Diese Siedlung war nicht nur verlassen, sondern auch geplündert worden. Überall zeigten sich Brandspuren und Zeichen mutwilliger Zerstörung. Verlassen war die Siedlung allerdings offenbar schon länger, da sich niemand die Mühe gemacht hatte, die älteren Schäden zu reparieren. Trotzdem war erkennbar, dass hier noch vor kurzer Zeit Menschen gelagert hatten. Es sah so aus, als ob diese Siedlung so etwas wie ein Ausgangs- und Sammelpunkt für die einfallenden Germanen war. Lucius fand diesen Gedanken nicht sehr ermutigend.

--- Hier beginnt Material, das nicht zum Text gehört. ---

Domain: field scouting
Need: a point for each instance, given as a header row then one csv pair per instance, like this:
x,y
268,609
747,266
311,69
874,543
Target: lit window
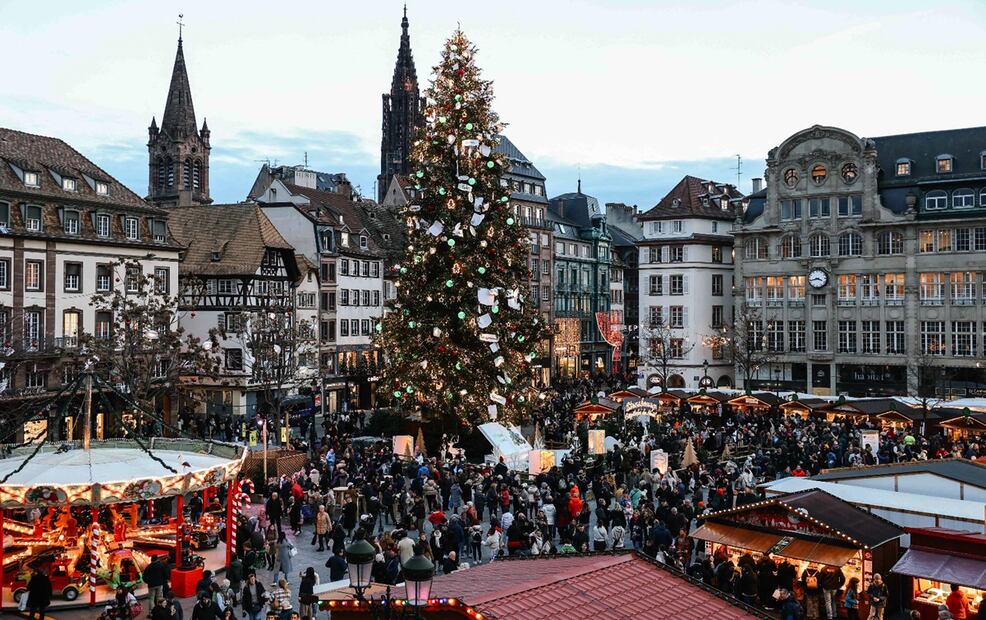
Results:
x,y
790,177
850,173
937,199
103,225
963,199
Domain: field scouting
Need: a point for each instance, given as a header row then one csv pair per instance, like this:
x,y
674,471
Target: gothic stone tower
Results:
x,y
178,162
403,113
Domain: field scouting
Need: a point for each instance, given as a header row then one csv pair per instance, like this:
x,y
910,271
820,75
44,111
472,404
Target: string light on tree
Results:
x,y
463,311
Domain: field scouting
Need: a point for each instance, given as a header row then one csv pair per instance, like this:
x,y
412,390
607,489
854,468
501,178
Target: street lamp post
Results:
x,y
359,557
418,573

Nachdem die Durchsuchung des Ortes und der Umgebung abgeschlossen war und die Kundschafter keine frischen Spuren der Germanen gefunden hatten, ließ Ahenobarbus die Wachen einziehen und befahl den Abmarsch. Er wollte so schnell wie möglich zur Legion zurück.
Lautes Geschrei zu seiner Rechten schreckte Lucius plötzlich auf. Mehrere Gruppen der voranreitenden gallischen Reiter kamen zurück über die Hügelkuppe geritten und galoppierten auf sie zu. Lucius fand, dass sie in ihren bunten Gewändern einen prächtigen Anblick boten, und sah versonnen von Gruppe zu Gruppe. Ihre bunten Umhänge bilden einen schönen Kontrast zu den grauen Regenwolken, dachte er. Doch ihm stockte der Atem, als er erkannte, dass ihnen weitere Gruppen von Reitern folgten, deren Kleidung keineswegs bunt war. Dies waren keine Gallier, dies waren Germanen.

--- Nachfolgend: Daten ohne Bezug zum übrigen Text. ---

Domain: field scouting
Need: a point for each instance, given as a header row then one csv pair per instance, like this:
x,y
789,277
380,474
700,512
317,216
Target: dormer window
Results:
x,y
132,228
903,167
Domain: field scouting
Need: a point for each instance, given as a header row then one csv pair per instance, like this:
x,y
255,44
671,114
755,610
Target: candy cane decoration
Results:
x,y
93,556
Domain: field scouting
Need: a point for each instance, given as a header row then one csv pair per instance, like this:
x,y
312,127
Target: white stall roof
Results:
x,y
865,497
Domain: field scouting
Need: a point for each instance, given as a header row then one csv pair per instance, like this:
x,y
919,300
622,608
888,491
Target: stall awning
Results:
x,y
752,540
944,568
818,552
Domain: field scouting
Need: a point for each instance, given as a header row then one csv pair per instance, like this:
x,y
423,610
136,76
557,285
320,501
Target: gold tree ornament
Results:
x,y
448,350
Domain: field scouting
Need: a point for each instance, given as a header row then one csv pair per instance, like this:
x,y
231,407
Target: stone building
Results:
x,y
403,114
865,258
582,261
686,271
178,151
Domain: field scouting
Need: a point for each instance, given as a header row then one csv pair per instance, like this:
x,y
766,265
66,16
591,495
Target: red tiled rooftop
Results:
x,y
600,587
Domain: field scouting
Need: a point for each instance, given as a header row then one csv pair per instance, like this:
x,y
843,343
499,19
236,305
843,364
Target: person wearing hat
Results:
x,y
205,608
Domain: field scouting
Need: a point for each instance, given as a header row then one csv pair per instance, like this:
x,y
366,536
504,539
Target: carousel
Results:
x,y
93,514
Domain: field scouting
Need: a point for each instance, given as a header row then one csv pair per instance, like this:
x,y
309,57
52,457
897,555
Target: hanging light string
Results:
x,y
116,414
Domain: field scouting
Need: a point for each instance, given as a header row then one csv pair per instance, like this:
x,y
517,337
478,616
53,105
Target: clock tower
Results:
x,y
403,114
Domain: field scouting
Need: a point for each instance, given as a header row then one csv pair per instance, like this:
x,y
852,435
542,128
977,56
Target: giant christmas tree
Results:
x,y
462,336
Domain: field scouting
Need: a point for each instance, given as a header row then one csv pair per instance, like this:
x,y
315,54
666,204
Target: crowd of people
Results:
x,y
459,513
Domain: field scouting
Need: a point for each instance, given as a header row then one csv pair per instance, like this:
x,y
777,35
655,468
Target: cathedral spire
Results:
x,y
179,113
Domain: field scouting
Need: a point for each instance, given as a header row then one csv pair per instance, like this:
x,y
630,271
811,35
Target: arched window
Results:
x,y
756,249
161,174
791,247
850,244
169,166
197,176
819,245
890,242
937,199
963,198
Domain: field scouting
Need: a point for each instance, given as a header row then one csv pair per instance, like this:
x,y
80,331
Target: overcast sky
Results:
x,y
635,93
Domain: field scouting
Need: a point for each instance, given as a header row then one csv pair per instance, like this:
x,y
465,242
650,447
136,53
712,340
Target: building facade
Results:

„Blas Alarm!“, brüllte Lucius dem neben ihm gehenden Cornicen zu. Der sah ihn verständnislos an. „Los, blas Alarm!“
Laut rufend rannte Lucius durch die Reihen seiner Männer. Diese starrten zuerst entgeistert, reagierten dann aber schnell. Unterdessen donnerte der Alarmruf aus dem Horn über das Lager. Die Lage war ernst. Eine Turma Gallier befand sich in wilder Flucht. Sie drohten von einem drei- bis viermal so starken Gegner eingekreist zu werden.
„Rechts schwenkt!“, brüllte Lucius und seine Centurie schwenkte dem Feind entgegen.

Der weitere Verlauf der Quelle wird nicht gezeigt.